Residents who live around the mill, at 4575 S. Canfield Niles Road, have asked for weeks what can be done to clean up some of the mess on the property.
Several people voiced concerns at an Oct. 26 trustees meeting about the large, dilapidated building, high weeds and piles of street grindings on the property.
Zoning Inspector Dave Morrison said a citation was issued Oct. 28 regarding the dozens of street-grinding piles dumped at the front of the property in August.
“The citation is for stockpiling the grindings,” Morrison said. “They’re given a reasonable amount of time — in this case, 30 days — to remove or relocate the material.”
Morrison said there has to be a 4- to 6-foot barrier between the piles and the residential development across the street. He corresponded through email with the property owner’s partner, Jim Steiner. “He wasn’t happy about the citation, and at this point I don’t know if they will comply within 30 days.”
Property owner Shari Francis declined to comment. Her attorney Rob Bouffard of Boardman didn’t return calls for comment.
Trustee Marie Cartwright said previously that after Francis purchased the land several years ago, Steiner tried to have it rezoned from agricultural to industrial to open a towing business there, but his request was denied by the zoning board.
Morrison said rezoning the property in that way would be considered spot zoning, which he knew residents didn’t support.
“I suggested they apply for a conditional-use zoning variance so that the land would revert back to agricultural when they were done,” he said. “To my knowledge, they haven’t done that yet.”

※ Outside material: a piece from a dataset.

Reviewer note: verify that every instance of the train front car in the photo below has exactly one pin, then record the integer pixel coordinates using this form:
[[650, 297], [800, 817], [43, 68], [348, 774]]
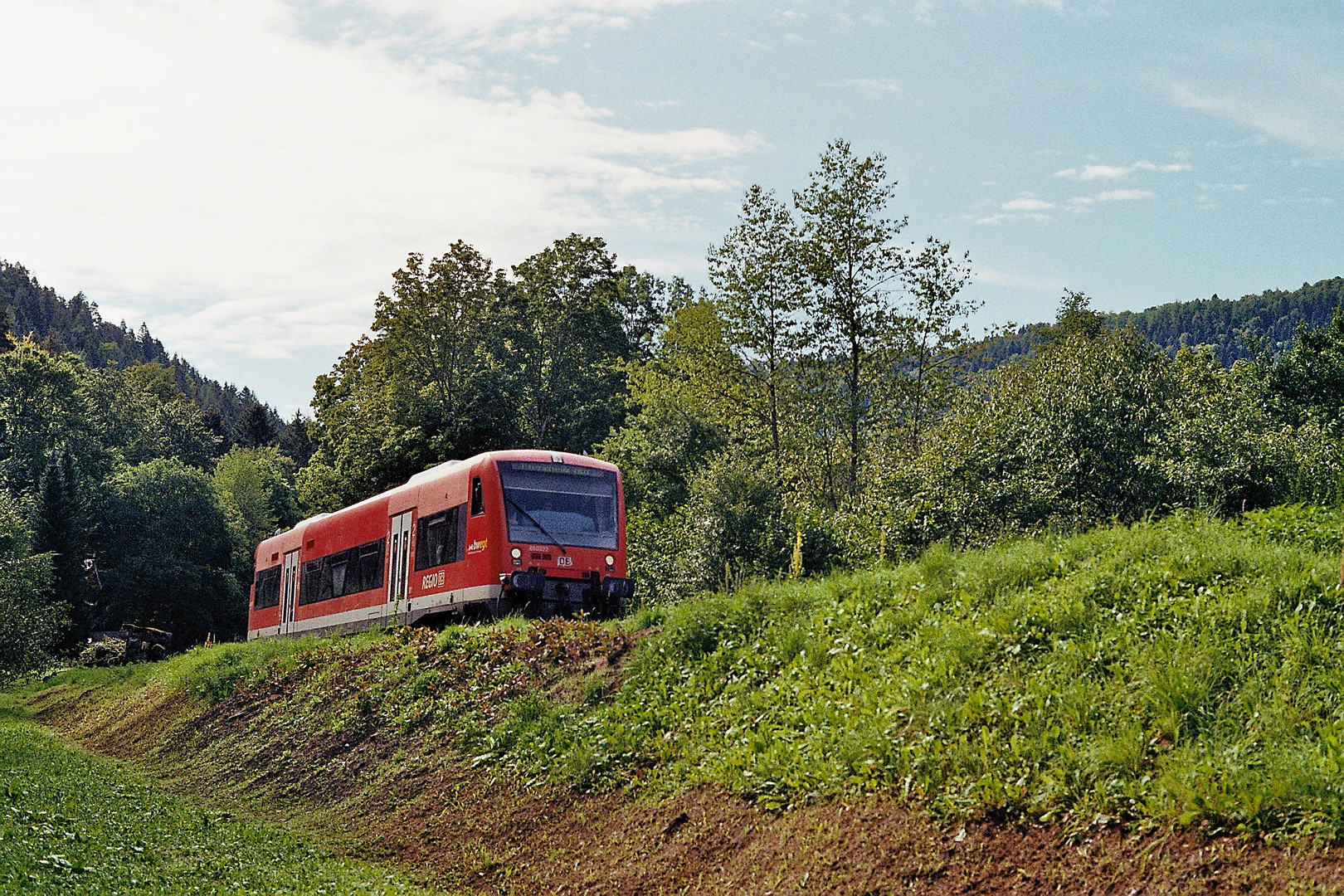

Mary-Helen Smith, county board of health environmental health director, said Steiner isn’t violating any board of health regulations.
She said because the grindings were “processed into a usable construction material,” no permit was required to dump them on the land, and there’s no time limit on how long they can remain there.
“The property owner filled out a notice of intent,” she said. “But they’re not required to obtain a permit because they meet the exemption.”
Morrison said he’s also spoken with Steiner several times about high weeds growing along the property. He said the weeds were sprayed and have since been cut down.
But those aren’t the only issues residents have with the five-acre property.
Besides the greenhouse, two other structures sit on the land — an occupied home at the back of the property, and a smaller, vacant house that Trustee Martha Zarlenga said could have structural problems.
Morrison said the only way to deem the structure a nuisance and eventually have it torn down is to have either the health department or building inspector determine that it’s uninhabitable.
Zarlenga said she’s spoken with the Mahoning County Board of Health and is trying to work with the county building inspector and sanitary engineer’s office to see if the vacant structure can be condemned.
“Because of the condition of the house there, it hasn’t been lived in for years. ... There’s all kind of problems with the foundation, and neighbors are concerned about animals getting in,” she said.
Smith said an inspector checked the structure twice — most recently Oct. 28.
Zarlenga said she’s still waiting to hear back from the county building inspector and sanitary engineer’s office on routes they may be able to take.
Smith said that for the health department to deem a structure a public-health nuisance, it has to show rodent harborage.
“We aren’t structural inspectors, so we look at it from a public-health perspective,” she said. “We would have the ability to abate if we find a combination of rodent harborage, standing water and a food source.
“Although we saw few gaps, there’s no evidence of any rodents. From a health and hygiene perspective, the structure is reasonably weather-tight and rodent-proof.”